John Lucie-Smith
Sir John Lucie-Smith III, was a British Guyanese lawyer who served as Chief Justice of Jamaica.
Early life
He was born in 1825 in Demerara, British Guiana. He was the son of lawyer John Lucie-Smith Jr., and Martha Bean. Among his siblings were sister, Martha Agnes Jean Lucie-Smith, and brother, Sir William Frederick Haynes-Smith, who variously served as Attorney General of British Guiana, Governor of Antigua and Barbuda and the Bahamas, and High Commissioner of Cyprus. His father lived in Georgetown and had a plantation in Vreed en Hoop.His paternal grandparents were John Lucie-Smith Sr. and Anna Agnes Lucie-Smith. His maternal grandparents were Charles Bean of Richmond, Surrey, and Magdalena Susanna van der Linde.
Career
Lucie-Smith trained for the law at the Middle Temple in London, where he was called to the bar in 1849. He returned to practise as a lawyer in British Guiana and was appointed Solicitor-General of the country in 1852. In 1855, he was appointed Attorney-General of British Guiana, serving until 1859.Appointed Chief Justice of Jamaica in 1869 he was awarded CMG in the 1869 Birthday Honours and knighted in 1870.
Personal life
On 1 March 1851 he married Marie van Waterschoodt, the eldest daughter of Jean B. van Waterschoodt. Together, they were the parents of:- John Barkley Lucie-Smith, the Postmaster General of Jamaica from 1905 to 1915; he married Catherine Peynado Burke, the granddaughter of Samuel Constantine Burke, in 1884.
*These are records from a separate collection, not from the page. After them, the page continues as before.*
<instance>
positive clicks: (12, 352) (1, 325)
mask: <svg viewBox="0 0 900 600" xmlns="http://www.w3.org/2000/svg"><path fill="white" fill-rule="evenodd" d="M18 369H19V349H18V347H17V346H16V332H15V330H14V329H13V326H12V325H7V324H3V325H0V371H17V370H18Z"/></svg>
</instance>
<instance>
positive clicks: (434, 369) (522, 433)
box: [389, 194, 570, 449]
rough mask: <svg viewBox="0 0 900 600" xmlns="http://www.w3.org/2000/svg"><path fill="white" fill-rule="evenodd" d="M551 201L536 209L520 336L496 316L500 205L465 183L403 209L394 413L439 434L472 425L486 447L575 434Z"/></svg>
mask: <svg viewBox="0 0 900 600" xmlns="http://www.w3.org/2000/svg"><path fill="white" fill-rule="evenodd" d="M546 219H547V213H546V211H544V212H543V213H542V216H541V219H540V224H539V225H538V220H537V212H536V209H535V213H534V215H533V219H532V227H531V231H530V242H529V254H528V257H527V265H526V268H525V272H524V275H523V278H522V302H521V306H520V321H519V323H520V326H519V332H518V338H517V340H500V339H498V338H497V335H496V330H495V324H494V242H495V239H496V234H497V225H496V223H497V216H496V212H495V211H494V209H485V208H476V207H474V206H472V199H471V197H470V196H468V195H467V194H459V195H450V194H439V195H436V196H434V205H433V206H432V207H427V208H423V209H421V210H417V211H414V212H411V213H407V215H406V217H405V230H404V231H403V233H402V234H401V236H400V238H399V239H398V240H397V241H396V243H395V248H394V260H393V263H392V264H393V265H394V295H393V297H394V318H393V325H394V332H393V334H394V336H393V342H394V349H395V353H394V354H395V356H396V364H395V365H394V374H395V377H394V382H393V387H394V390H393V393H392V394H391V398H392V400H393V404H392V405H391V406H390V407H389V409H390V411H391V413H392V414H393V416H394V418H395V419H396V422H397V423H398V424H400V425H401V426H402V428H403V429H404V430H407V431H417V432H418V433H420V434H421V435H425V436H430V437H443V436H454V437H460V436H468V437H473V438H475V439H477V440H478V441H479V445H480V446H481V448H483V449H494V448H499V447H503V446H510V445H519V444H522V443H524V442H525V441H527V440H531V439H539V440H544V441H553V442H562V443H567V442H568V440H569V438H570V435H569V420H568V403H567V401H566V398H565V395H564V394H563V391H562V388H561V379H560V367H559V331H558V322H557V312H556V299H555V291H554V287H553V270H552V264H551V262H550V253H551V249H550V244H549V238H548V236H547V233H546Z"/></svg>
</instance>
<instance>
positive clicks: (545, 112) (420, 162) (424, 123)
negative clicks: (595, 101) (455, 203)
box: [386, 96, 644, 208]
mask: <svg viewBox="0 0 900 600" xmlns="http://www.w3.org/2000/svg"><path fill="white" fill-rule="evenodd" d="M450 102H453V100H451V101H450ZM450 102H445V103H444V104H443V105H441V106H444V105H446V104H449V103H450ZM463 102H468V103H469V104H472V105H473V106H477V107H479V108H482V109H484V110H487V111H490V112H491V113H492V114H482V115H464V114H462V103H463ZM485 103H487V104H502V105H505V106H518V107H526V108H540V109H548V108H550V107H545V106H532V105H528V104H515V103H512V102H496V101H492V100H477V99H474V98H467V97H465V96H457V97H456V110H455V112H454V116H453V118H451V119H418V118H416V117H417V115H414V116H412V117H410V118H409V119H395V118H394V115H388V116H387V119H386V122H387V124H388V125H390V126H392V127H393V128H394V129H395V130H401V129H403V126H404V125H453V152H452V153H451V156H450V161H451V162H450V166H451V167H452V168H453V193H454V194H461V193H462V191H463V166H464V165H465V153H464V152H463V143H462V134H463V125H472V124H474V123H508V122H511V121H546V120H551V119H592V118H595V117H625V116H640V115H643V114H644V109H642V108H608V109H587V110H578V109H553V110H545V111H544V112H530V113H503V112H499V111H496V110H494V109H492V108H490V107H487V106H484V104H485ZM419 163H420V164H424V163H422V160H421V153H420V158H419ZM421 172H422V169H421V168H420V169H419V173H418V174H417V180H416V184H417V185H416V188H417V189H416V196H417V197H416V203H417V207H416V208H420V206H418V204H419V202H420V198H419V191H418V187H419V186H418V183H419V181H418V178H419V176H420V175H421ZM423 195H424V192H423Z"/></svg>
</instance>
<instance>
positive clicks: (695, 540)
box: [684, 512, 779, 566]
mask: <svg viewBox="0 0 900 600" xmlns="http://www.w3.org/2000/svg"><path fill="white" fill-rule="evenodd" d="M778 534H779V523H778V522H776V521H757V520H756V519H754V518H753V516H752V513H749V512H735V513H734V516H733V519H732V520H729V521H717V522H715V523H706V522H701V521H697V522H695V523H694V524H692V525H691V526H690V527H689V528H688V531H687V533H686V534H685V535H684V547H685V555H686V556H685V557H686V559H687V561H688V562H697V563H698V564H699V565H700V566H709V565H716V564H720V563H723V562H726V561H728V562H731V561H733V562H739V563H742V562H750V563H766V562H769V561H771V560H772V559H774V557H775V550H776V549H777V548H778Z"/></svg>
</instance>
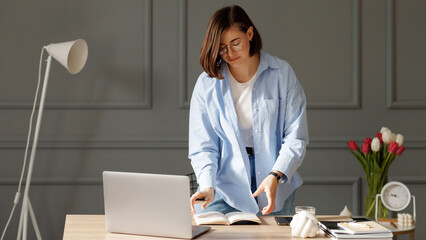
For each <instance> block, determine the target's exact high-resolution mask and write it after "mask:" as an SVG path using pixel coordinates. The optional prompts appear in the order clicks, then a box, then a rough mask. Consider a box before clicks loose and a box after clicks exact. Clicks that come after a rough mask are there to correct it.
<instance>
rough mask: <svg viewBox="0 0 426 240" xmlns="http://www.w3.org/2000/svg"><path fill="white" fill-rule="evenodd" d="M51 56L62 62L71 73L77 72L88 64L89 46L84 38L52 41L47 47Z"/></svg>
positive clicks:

- Sir Alfred Van Waterschoodt Lucie-Smith, also a colonial judge; he married Rose Alice Aves, seventh daughter of Edward Leopold Aves in 1885. After her death, he married Mary Meta Ruth Palmer Ross, a daughter of Sir David Palmer Ross, in 1901.
Descendants
Through his son Alfred, he was a grandfather of John Lucie-Smith, who also served as a judge and was Chief Justice of Sierra Leone.Through his son John, he was a grandfather of Euan Lucie-Smith, who was one of the first mixed-heritage infantry officers in a regular British Army regiment, and the first killed in World War I.